Bien plus habitué aux ambiances nocturnes et urbaines, Gray s'enfonce dans l'humide forêt amazonienne pour y explorer 50 nuances de...l'esprit humain. Percy Fawcett est un personnage formidable, encore plus avec notre regard "omniscient" du 21ème siecle. Je conseille de ne pas se renseigner sur le personnage avant de voir le film pour mesurer toute la singularité de ce grand explorateur.
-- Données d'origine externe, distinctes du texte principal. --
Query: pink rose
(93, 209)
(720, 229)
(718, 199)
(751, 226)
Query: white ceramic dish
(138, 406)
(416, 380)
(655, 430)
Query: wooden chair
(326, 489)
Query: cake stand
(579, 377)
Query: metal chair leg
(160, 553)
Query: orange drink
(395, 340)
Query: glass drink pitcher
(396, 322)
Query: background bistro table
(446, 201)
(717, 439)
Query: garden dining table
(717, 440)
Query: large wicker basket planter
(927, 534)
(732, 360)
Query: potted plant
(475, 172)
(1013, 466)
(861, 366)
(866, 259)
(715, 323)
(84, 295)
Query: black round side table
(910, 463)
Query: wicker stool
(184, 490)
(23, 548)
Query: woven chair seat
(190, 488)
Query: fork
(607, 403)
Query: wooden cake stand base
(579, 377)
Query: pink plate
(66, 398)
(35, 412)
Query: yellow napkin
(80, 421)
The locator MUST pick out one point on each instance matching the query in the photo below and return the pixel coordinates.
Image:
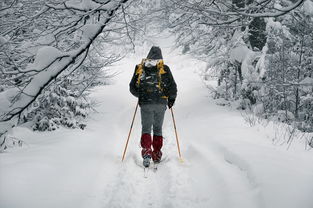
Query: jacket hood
(155, 53)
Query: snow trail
(223, 158)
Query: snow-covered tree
(58, 49)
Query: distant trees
(259, 51)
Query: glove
(170, 103)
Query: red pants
(157, 144)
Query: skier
(155, 88)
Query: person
(155, 87)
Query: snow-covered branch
(57, 62)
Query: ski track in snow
(86, 167)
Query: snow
(45, 56)
(89, 30)
(239, 53)
(3, 40)
(82, 4)
(226, 162)
(308, 7)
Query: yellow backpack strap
(139, 71)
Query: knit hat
(155, 53)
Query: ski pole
(131, 127)
(177, 141)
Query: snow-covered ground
(227, 164)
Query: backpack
(150, 81)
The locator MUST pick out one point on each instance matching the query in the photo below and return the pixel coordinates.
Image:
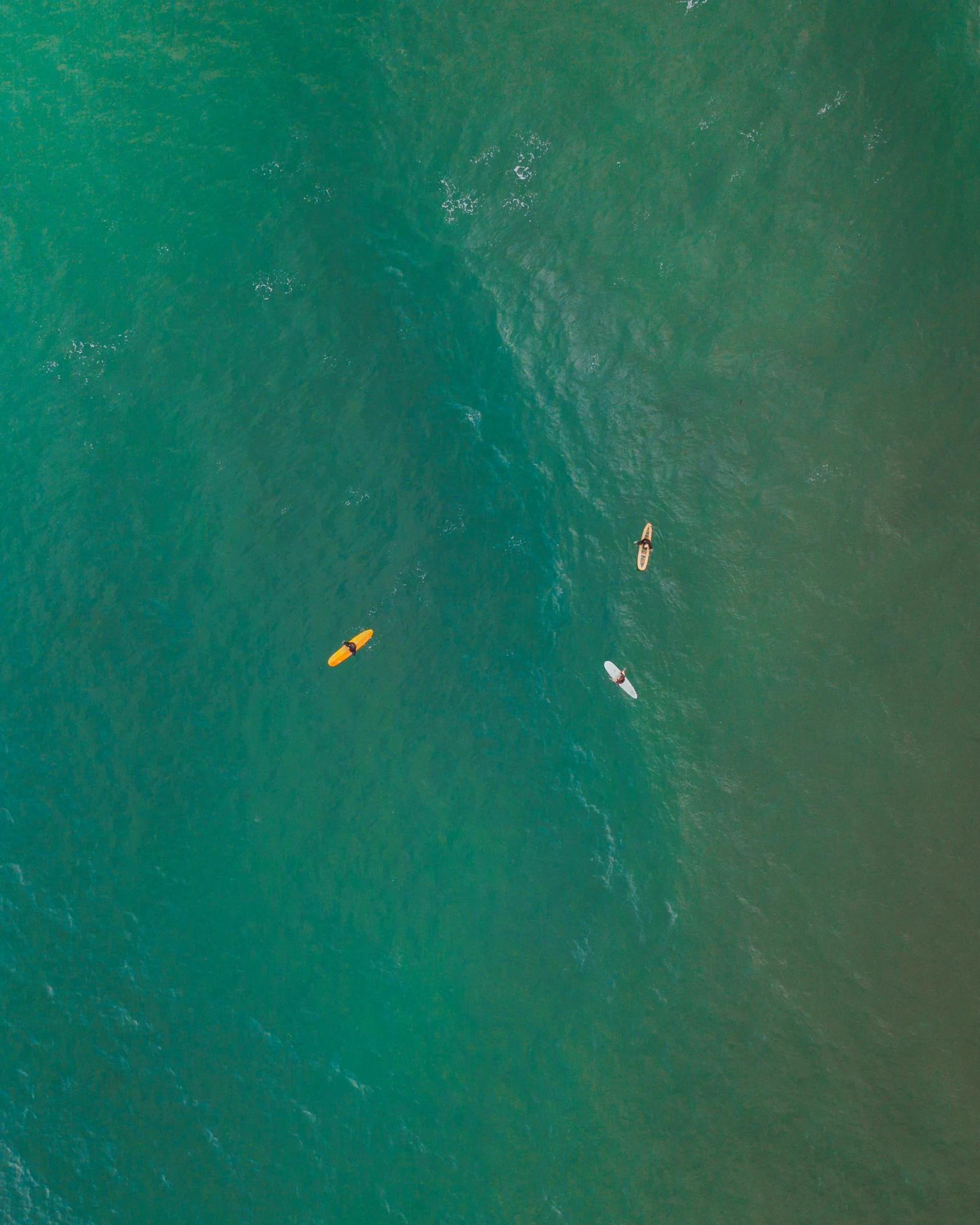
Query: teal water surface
(322, 316)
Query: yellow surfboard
(349, 648)
(643, 553)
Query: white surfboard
(613, 675)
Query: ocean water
(322, 316)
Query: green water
(409, 316)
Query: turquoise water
(319, 317)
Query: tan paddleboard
(338, 657)
(643, 553)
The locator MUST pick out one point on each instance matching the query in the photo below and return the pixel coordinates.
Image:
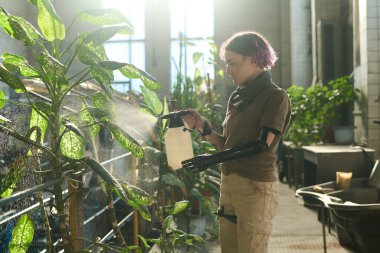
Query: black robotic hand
(198, 163)
(202, 162)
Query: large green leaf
(4, 22)
(11, 80)
(125, 140)
(171, 179)
(2, 99)
(86, 116)
(131, 71)
(22, 235)
(8, 191)
(18, 63)
(179, 206)
(138, 199)
(105, 105)
(152, 100)
(49, 22)
(90, 54)
(104, 78)
(103, 34)
(23, 30)
(36, 119)
(8, 182)
(72, 144)
(138, 195)
(166, 111)
(105, 175)
(104, 17)
(112, 65)
(149, 81)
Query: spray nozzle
(175, 114)
(175, 118)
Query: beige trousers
(254, 203)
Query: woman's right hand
(193, 120)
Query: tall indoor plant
(66, 134)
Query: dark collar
(244, 96)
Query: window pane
(128, 48)
(199, 19)
(177, 17)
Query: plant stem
(45, 221)
(112, 216)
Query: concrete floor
(296, 229)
Partant du principe socratique "tout ce que je sais, c'est que je ne sais rien", notre blondinet de moustachu brave l'interdit en clamant qu'une civilisation plus ancienne encore que celles européennes existe sur le continent américain. Doté d'une volonté de fer et d'une ambition démesurée, Percy Fawcett fascine. Mais jusqu'où ira-t-il dans ses convictions après maintes explorations non fructueuses en terres indiennes ? Et puis quel rigolo, en 2017, on le saurait quand même si une cité d'or avait vraiment existé dans ce coin paumé. L'explorateur en carton quoi ! Sauf que... Et si...? Sauf que son parcours final reste encore une énigme totale. Percy Fawcett était ce grand homme capable de remise en question hors du commun, persuadé que l'on avait grandement à apprendre des peuples indigènes, qu'il n'y avait pas de supériorité de peuples vis-à-vis d'autres. Alors que les Européens allaient se foutre sur la gueule d'une seconde à l'autre à l'aube du 20ème siècle, Fawcett raisonnait avec une avance millénaire sur la notion d'humanité.


Et pourtant, ce beau gosse au brushing impeccable pouvait aussi être un gros con, ou du moins dans les standards de pensée de l'époque sur d'autres sujets. Comme sur le rôle de la femme. Et là Gray fait fort, apposant des nuances plus sombres à son portrait (tu l'as ?). Mrs Fawcett souhaiterait bien mouiller le maillot au Brésil aussi. Mister Fawcett s'y oppose, dans une scène digne d'"OSS 117, Rio ne répond plus", puisqu'il faudra "porter des charges lourdes, déjà". Et puis la place de la femme, elle est au foyer d'abord, auprès des enfants comme depuis la nuit des temps. Si ouvert et si humaniste, Perceval n'en était pas moins réticent à briser le plafond de verre. Et comme derrière chaque grand homme, il y a une femme, c'est déjà un beau rôle que d'être femme "de".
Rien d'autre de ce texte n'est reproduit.